We illustrate a method for delaying and possibly eliminating the evolution of non-responsiveness to the treatments now used to control pest populations. Using simulations and estimates of the variance in relative fitness, i.e., the opportunity for selection, in a rat-like mammal, we show that the selection responsible for the evolution of non-responsiveness to pesticides and sterility-inducers, is similar in its action to sexual selection, and for this reason can be orders of magnitude stronger than that which exists for untreated populations. In contrast, we show that when contraceptives are used to reduce the fertility of a pest species, with non-responders embedded within such populations, the opportunity for selection favoring non-responsiveness is reduced to that which is expected by chance alone. In pest species with separate sexes, we show that efforts to control pest populations or to mitigate selection favoring non-responsiveness, are likely to be ineffective when members of one sex are sterilized or killed. We also show that while mating preferences can impede the rate at which resistance evolves, they are more likely to accelerate this process, arguing against the use of sterile male approaches for controlling pests. Our results suggest that contraceptives are more effective at controlling pest populations and slowing the evolution of non-responsiveness than treatments that cause sterilization or death in target species.
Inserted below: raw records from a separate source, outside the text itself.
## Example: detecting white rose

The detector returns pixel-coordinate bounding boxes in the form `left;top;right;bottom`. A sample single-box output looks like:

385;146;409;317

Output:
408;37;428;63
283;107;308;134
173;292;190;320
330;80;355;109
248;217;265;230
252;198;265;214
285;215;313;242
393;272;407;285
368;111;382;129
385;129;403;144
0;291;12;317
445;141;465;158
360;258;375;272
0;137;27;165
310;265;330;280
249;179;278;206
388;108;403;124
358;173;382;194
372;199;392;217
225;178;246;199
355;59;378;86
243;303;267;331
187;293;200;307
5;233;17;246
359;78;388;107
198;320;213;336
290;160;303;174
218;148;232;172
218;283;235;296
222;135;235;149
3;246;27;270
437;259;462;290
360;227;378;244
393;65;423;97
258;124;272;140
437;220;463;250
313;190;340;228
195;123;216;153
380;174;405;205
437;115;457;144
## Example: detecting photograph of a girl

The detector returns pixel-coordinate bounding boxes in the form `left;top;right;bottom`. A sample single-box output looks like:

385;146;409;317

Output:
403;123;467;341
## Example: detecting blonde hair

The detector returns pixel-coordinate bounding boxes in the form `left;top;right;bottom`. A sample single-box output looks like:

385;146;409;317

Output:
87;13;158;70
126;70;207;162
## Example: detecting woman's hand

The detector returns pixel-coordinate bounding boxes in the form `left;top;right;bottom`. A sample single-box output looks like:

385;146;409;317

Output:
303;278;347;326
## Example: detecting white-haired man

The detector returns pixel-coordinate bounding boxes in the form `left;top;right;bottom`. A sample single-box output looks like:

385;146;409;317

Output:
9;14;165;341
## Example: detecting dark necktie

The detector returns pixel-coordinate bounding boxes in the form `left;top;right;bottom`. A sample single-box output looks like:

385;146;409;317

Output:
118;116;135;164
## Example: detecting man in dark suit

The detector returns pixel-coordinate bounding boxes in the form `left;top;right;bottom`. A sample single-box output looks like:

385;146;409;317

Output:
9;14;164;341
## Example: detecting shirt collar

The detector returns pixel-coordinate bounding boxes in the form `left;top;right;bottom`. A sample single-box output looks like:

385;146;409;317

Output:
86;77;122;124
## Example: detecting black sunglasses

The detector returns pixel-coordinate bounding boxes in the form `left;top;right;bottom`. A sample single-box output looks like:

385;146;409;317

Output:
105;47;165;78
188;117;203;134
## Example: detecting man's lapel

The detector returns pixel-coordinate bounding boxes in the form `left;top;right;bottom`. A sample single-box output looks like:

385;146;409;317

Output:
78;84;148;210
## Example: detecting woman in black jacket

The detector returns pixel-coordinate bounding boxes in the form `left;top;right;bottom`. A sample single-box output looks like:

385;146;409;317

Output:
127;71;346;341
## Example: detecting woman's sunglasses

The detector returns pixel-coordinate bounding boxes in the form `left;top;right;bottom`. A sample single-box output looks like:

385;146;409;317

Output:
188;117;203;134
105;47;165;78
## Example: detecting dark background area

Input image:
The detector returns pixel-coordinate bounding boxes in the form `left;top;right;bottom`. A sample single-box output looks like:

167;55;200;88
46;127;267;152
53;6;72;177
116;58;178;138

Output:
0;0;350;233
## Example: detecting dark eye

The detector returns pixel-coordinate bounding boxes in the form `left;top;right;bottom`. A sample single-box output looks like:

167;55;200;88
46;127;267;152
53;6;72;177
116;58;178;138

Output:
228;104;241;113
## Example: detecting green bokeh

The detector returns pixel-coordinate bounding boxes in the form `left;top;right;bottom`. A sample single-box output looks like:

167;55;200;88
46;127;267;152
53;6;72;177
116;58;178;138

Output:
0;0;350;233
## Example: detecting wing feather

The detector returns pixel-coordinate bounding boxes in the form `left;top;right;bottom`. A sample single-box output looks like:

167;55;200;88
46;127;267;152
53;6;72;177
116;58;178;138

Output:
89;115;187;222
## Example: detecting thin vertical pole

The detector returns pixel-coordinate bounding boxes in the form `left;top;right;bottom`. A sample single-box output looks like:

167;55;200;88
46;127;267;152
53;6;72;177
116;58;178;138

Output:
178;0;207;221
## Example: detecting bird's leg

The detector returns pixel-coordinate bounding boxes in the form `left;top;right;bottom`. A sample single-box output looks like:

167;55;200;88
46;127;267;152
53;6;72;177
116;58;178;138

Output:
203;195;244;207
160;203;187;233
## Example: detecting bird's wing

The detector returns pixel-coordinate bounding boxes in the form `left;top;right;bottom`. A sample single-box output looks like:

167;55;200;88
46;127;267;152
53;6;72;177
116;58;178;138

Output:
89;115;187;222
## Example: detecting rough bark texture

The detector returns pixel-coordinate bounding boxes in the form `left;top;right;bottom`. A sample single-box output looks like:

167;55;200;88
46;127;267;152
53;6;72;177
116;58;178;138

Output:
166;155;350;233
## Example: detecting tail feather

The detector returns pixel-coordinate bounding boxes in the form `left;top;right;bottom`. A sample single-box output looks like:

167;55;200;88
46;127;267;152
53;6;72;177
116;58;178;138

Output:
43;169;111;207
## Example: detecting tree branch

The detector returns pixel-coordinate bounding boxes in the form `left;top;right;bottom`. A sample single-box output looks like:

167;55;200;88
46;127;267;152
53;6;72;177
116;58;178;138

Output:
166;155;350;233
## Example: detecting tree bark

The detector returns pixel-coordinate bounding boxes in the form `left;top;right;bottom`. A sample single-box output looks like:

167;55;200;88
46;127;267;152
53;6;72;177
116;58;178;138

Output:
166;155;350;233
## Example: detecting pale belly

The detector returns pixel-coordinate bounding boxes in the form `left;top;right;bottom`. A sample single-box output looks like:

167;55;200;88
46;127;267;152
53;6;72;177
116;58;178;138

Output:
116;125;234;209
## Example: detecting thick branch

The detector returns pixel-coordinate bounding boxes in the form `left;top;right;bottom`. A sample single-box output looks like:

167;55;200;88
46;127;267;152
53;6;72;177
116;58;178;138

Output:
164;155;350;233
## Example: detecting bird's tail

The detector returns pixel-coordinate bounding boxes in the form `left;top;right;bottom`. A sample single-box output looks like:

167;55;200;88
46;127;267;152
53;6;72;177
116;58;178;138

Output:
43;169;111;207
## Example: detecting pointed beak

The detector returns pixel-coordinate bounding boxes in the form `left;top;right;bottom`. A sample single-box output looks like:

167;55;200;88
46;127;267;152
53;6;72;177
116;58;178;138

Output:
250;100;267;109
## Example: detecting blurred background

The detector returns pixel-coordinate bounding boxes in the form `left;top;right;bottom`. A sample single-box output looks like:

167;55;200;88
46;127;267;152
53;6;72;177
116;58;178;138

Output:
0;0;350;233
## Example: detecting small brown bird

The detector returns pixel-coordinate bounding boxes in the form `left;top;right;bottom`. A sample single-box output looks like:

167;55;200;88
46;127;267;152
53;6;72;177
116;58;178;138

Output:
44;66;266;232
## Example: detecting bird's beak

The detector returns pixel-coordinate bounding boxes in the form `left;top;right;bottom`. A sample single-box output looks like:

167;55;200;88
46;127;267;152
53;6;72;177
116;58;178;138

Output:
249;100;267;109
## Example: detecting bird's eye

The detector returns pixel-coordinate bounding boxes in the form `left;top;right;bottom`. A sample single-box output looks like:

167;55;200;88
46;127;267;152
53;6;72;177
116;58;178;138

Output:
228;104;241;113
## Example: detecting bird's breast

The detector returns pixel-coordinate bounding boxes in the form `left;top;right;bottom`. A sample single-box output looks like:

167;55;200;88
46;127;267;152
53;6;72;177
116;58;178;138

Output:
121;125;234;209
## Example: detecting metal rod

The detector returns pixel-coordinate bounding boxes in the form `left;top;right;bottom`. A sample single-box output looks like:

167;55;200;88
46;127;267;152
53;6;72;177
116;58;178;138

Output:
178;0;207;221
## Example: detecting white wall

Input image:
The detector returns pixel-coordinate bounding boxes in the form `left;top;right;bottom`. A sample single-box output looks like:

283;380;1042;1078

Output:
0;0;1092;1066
Furthermore, our results indicate that contraceptives that work differentially on each sex will be most effective in mitigating selection favoring non-responders. Our results have significant implications for the development and application of treatments to manage pests, now and into the future.

Highlights

  • Human populations and the nutritional resources that support them have undergone unprecedented expansion since the mid-20th century (Tilman et al, 2001; Jackson et al, 2001; Kraussman et al, 2013)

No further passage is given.